Anyway...back to the point...sorry if your landlord raises the rent. Join the rest of the human race.
Sorry if I sound like a bitter old sh*t! Hell, I'm probably ignorant as well but...seeing violations of game laws gets old and it's not just me that feels that way.
Whew! I feel better!
My best to you and keep the faith!

Ranger Gord said...

Thanks for your comments. Let me take a minute to make a few clarifications.

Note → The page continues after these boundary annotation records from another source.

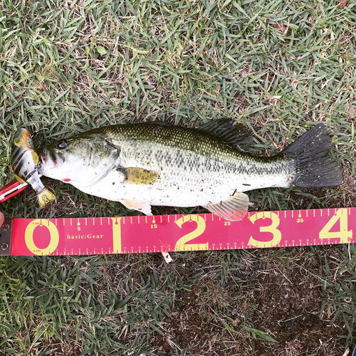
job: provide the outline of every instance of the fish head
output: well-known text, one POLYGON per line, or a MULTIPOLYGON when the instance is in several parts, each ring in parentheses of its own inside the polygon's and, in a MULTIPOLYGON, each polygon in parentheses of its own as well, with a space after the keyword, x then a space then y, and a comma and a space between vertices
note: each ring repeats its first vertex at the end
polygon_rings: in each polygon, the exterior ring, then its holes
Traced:
POLYGON ((84 132, 43 149, 39 172, 75 187, 89 187, 112 169, 119 153, 105 137, 84 132))
POLYGON ((38 156, 27 130, 21 128, 14 136, 11 169, 20 182, 27 180, 27 175, 35 169, 38 164, 38 156))

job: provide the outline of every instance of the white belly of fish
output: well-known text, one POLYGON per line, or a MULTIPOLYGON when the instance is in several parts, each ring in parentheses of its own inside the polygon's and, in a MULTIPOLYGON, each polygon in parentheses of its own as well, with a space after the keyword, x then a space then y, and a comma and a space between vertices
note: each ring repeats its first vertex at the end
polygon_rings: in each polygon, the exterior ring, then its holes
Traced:
POLYGON ((226 200, 236 190, 227 184, 194 189, 182 184, 179 187, 173 184, 163 187, 160 182, 135 184, 122 182, 122 175, 113 169, 101 181, 90 187, 76 187, 75 182, 71 184, 85 193, 108 200, 132 200, 145 201, 150 205, 169 206, 205 206, 226 200))

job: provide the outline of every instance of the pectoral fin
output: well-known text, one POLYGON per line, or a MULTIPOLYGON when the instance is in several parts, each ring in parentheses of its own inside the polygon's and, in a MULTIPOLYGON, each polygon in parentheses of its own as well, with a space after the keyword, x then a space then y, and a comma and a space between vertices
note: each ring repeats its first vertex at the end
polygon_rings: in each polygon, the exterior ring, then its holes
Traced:
POLYGON ((145 215, 152 215, 151 206, 147 201, 137 201, 137 200, 128 200, 122 199, 120 201, 123 204, 127 209, 132 209, 134 210, 138 210, 145 215))
POLYGON ((209 211, 225 220, 238 221, 247 213, 248 197, 244 193, 236 193, 227 200, 205 206, 209 211))
POLYGON ((122 184, 152 184, 159 178, 159 174, 157 172, 145 168, 128 167, 120 168, 117 170, 124 174, 122 184))

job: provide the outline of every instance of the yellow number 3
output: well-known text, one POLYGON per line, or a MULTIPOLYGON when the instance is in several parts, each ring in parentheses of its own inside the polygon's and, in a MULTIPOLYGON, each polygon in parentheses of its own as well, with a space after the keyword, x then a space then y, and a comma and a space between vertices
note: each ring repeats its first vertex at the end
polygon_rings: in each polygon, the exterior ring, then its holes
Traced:
POLYGON ((282 234, 281 234, 281 231, 277 229, 277 227, 278 227, 280 220, 278 216, 276 213, 273 213, 271 211, 256 213, 254 215, 252 215, 252 216, 250 216, 249 219, 252 224, 255 224, 256 220, 264 218, 271 219, 272 220, 272 224, 268 226, 261 226, 260 232, 271 232, 271 234, 273 236, 273 239, 269 241, 259 241, 258 240, 255 240, 252 236, 251 236, 248 240, 248 245, 258 248, 273 247, 281 242, 281 240, 282 239, 282 234))

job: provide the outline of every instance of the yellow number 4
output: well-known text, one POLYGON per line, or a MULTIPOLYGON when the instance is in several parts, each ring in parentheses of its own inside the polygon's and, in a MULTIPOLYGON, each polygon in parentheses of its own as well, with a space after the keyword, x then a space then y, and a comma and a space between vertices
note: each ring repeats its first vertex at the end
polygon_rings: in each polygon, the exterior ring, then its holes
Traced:
POLYGON ((340 244, 348 244, 352 237, 352 230, 347 229, 347 209, 339 209, 335 214, 319 233, 319 239, 340 239, 340 244), (340 221, 340 231, 330 232, 333 226, 340 221))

First, I am a park ranger, but I don't work in California. I am certainly not an expert on park housing in California, but if it is anything like the housing stock in my agency, then a lot of it is substandard. The park house I currently live in is a 35 year old double wide trailer with a rodent problem. Since I live at my worksite, it is difficult for me to leave work at work. For example, today is my day off, but I have already had 3 different people come to the house with issues about their visit to the park. You may be wondering, if it is so horrible, then why do you live there. Housing in my area is quite expensive. Before I got into a park house, I was paying 60% of my net salary on rent. That doesn't leave a lot of money to feed and cloth the kids. Without park housing, many ranger positions would go unfilled due to the low salary and high cost of living in some areas.

As far as writing more tickets to increase the budget, well in most states it just doesn't work that way. Last year I alone wrote about $40,000 worth of fines (which is more than my annual salary). How much of that money went into the park agency I work for? Zero. It all went to the county court to pay for the processing of the citations.

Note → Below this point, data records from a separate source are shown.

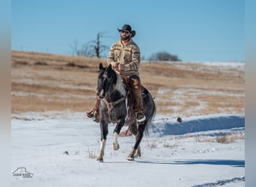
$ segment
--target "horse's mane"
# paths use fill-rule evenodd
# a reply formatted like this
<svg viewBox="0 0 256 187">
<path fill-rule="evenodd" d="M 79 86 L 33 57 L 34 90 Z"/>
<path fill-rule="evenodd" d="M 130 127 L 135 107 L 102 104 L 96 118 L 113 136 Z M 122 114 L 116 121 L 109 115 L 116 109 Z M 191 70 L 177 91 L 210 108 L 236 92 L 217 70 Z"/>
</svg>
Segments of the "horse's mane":
<svg viewBox="0 0 256 187">
<path fill-rule="evenodd" d="M 117 76 L 117 84 L 115 85 L 115 89 L 119 91 L 123 96 L 126 96 L 127 90 L 125 89 L 125 85 L 122 82 L 122 78 L 116 72 L 115 73 Z"/>
</svg>

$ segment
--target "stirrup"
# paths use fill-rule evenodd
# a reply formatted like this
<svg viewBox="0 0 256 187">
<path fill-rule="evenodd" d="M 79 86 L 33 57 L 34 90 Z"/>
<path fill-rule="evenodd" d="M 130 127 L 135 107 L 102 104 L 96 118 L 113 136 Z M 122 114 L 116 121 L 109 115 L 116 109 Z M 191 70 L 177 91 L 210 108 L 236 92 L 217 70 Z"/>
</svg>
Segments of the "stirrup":
<svg viewBox="0 0 256 187">
<path fill-rule="evenodd" d="M 91 109 L 91 111 L 86 112 L 86 117 L 89 119 L 94 117 L 94 115 L 95 111 L 94 109 Z"/>
<path fill-rule="evenodd" d="M 136 120 L 138 123 L 141 123 L 146 120 L 145 115 L 142 112 L 139 112 L 137 114 Z"/>
</svg>

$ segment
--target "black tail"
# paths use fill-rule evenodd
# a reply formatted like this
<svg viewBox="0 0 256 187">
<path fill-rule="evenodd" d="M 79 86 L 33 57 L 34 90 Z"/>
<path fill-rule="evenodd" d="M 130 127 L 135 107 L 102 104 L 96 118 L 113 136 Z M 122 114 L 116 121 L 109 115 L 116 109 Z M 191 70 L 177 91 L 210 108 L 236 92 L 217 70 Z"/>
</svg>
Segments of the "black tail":
<svg viewBox="0 0 256 187">
<path fill-rule="evenodd" d="M 144 88 L 143 91 L 142 96 L 144 108 L 144 112 L 146 115 L 146 120 L 144 122 L 146 123 L 144 132 L 145 135 L 148 136 L 149 129 L 156 113 L 156 108 L 150 93 L 146 88 Z"/>
</svg>

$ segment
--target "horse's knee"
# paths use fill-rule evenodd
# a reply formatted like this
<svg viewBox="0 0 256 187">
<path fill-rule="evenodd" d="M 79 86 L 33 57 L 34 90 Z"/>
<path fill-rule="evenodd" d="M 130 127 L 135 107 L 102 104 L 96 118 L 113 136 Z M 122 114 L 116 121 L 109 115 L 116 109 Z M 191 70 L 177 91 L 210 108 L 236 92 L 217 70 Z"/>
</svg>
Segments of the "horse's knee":
<svg viewBox="0 0 256 187">
<path fill-rule="evenodd" d="M 136 75 L 132 75 L 129 77 L 129 84 L 130 87 L 134 89 L 138 89 L 141 88 L 141 79 Z"/>
</svg>

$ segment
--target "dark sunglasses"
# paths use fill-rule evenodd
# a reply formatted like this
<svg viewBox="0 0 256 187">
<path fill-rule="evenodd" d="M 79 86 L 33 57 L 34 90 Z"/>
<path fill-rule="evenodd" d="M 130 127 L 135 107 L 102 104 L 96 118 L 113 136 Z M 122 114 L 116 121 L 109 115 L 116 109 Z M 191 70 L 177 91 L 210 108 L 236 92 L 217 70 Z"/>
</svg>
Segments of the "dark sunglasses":
<svg viewBox="0 0 256 187">
<path fill-rule="evenodd" d="M 121 34 L 124 34 L 126 35 L 128 35 L 129 34 L 129 31 L 121 31 L 120 33 Z"/>
</svg>

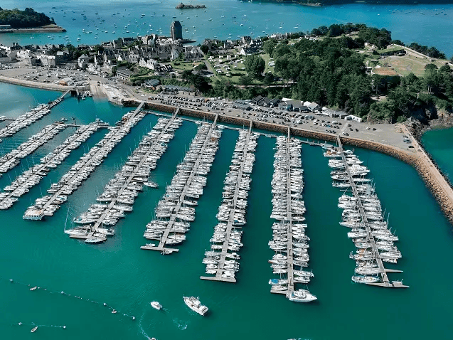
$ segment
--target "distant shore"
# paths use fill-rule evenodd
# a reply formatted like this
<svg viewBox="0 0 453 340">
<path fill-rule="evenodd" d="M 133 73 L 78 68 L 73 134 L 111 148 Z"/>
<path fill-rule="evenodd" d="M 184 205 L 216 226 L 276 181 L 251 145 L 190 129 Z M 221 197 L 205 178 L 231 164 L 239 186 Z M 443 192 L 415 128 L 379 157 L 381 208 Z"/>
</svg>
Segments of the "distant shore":
<svg viewBox="0 0 453 340">
<path fill-rule="evenodd" d="M 0 30 L 0 33 L 47 33 L 47 32 L 65 32 L 66 30 L 57 25 L 47 25 L 32 28 L 9 28 Z"/>
</svg>

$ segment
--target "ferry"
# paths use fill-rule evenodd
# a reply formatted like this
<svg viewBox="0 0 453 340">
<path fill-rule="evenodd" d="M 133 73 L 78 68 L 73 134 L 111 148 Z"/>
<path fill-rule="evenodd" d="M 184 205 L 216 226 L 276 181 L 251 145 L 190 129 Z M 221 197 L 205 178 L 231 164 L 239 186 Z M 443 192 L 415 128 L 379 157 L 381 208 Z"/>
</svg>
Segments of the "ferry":
<svg viewBox="0 0 453 340">
<path fill-rule="evenodd" d="M 105 240 L 105 238 L 87 238 L 85 240 L 85 243 L 87 244 L 90 244 L 90 245 L 97 245 L 99 243 L 102 243 Z"/>
<path fill-rule="evenodd" d="M 187 304 L 187 307 L 201 316 L 204 316 L 209 310 L 206 306 L 201 304 L 198 297 L 183 297 L 183 299 L 186 304 Z"/>
</svg>

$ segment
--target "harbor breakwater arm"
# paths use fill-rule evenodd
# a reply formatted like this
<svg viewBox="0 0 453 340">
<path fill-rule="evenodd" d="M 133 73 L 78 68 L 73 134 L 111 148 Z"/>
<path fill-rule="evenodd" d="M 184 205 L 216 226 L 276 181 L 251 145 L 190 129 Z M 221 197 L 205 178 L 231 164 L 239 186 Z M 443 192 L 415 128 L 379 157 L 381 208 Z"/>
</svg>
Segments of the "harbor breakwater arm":
<svg viewBox="0 0 453 340">
<path fill-rule="evenodd" d="M 16 79 L 11 77 L 5 77 L 4 75 L 0 75 L 0 82 L 7 83 L 9 84 L 18 85 L 21 86 L 26 86 L 27 87 L 41 88 L 43 90 L 53 90 L 55 91 L 67 91 L 70 88 L 69 86 L 63 86 L 57 84 L 50 84 L 40 82 L 33 82 L 31 80 L 24 80 L 22 79 Z"/>
<path fill-rule="evenodd" d="M 174 112 L 176 110 L 175 107 L 149 102 L 147 102 L 145 105 L 146 108 L 167 112 Z M 213 113 L 188 109 L 181 109 L 178 114 L 183 116 L 193 117 L 210 120 L 213 120 L 216 116 L 216 115 Z M 240 126 L 247 126 L 250 122 L 250 119 L 247 119 L 225 115 L 219 115 L 218 121 L 218 122 L 233 124 Z M 277 133 L 286 134 L 288 131 L 287 126 L 264 122 L 252 121 L 252 127 L 256 129 L 261 129 Z M 405 163 L 412 166 L 415 170 L 417 170 L 417 172 L 418 172 L 426 186 L 428 189 L 430 189 L 435 198 L 441 210 L 448 221 L 453 225 L 453 188 L 452 188 L 448 181 L 445 179 L 444 176 L 442 176 L 430 157 L 426 154 L 422 147 L 412 136 L 409 129 L 407 129 L 405 126 L 403 126 L 403 129 L 405 134 L 409 136 L 411 139 L 412 145 L 414 146 L 414 149 L 412 151 L 405 150 L 399 147 L 379 143 L 378 142 L 361 139 L 358 138 L 350 137 L 341 137 L 340 138 L 343 144 L 376 151 L 381 154 L 395 157 Z M 290 132 L 292 134 L 298 137 L 332 142 L 336 142 L 336 134 L 335 134 L 311 131 L 297 127 L 290 127 Z"/>
</svg>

While I understand your frustration with people who don't obey the fish and game laws, I don't think California game wardens are just asking for another handout. All a game warden has to do is to confront criminals with high power rifles (which can shoot clean through a protective vest) by themselves in remote areas where radio communication is spotty at best and backup is a mere 1 to 3 hours away. For this simple task we will pay you from $37,000 to $50,000 a year. Is it any wonder that California Fish and Game is currently experiencing a 25% vacancy rate for their field enforcement officers?

For more info on California Game Wardens request for a salary increase, read this article in The Sacramento Bee: Game wardens feel their under the gun.

Don’t let the scofflaws get you down. Report them to your local ranger or warden. We need all the help we can get.